Tuesday, July 21, 2009

A day late and dollar short...

Once again, I missed the boat. I did not realize that yesterday was the 40th anniversary of the Apollo 11 moon walk. To be fair to myself, my parents hadn't even met at the time of the moon walk, so there was no chance of me sitting around reminiscing on where I was when it happened. And, as several articles have pointed out, Americans' interest in the space program has plummeted since the 1960s, to the degree I really don't pay attention anymore. 

But, regardless, that was a very important day and exponentially cool when you think about it, so I'm going to do a post today. Besides, now I have the benefit of being able to sift through all the stories about yesterday without missing any unique ones. : ) 

The photo to the left, from CNN.com, is part of a fun story about how a 10 year-old boy played an extremely important role in the landing of Apollo 11. Greg Force, the child of the Guam NASA Tracking Station director, was sitting at home when he was retrieved by a member of his father's staff to perform a task only a child could. The antenna that was supposed to receive the last transmission from the astronauts before they landed had broken, but Greg's father thought it could be fixed with a little grease. However, grown ups' arms were too big to reach into the hole to apply the grease. Enter Greg. 

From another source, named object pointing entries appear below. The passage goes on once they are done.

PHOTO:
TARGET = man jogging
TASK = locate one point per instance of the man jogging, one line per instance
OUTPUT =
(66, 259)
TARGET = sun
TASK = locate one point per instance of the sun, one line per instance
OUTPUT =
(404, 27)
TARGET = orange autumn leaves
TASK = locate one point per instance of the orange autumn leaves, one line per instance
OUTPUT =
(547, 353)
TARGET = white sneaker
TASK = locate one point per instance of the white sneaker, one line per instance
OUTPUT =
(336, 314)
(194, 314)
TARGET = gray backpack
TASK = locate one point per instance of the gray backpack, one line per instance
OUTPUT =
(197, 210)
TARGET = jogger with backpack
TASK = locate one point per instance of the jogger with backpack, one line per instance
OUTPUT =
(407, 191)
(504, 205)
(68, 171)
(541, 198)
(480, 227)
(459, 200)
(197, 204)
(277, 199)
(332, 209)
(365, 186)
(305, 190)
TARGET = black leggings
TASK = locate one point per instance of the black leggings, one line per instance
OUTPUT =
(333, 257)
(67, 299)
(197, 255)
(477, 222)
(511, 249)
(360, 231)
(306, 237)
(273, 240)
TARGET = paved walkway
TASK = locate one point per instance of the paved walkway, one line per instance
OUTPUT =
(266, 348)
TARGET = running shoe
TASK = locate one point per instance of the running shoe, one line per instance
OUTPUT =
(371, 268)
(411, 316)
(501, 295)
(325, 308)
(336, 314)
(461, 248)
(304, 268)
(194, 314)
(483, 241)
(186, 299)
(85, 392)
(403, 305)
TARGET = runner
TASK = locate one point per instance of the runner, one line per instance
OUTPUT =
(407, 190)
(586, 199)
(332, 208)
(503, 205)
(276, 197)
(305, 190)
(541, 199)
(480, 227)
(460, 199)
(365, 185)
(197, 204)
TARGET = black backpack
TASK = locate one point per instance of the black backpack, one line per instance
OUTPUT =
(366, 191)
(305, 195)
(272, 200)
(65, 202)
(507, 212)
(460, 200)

USAToday.com has a story on Neil Armstrong, Edwin "Buzz" Aldrin, and Michael Collins' trip to the White House to meet with President Obama on the anniversary of the walk. Reading this article I realized there was a third astronaut up there. I don't know why it didn't occur to me that someone would have to "stay with the ship" as it were, but I just never thought about it. Can you imagine being the one guy who doesn't get famous from the moon walk? Well, yesterday he got his day in the sun as Obama praised the men for being "real American heroes." (Take that, GI Joe...)

Finally, computerworld.com had a fun little slideshow on the technologies we use today that were inspired by 1960's era NASA projects. If it weren't for the space program 40 years ago, we may never have had the Dustbuster...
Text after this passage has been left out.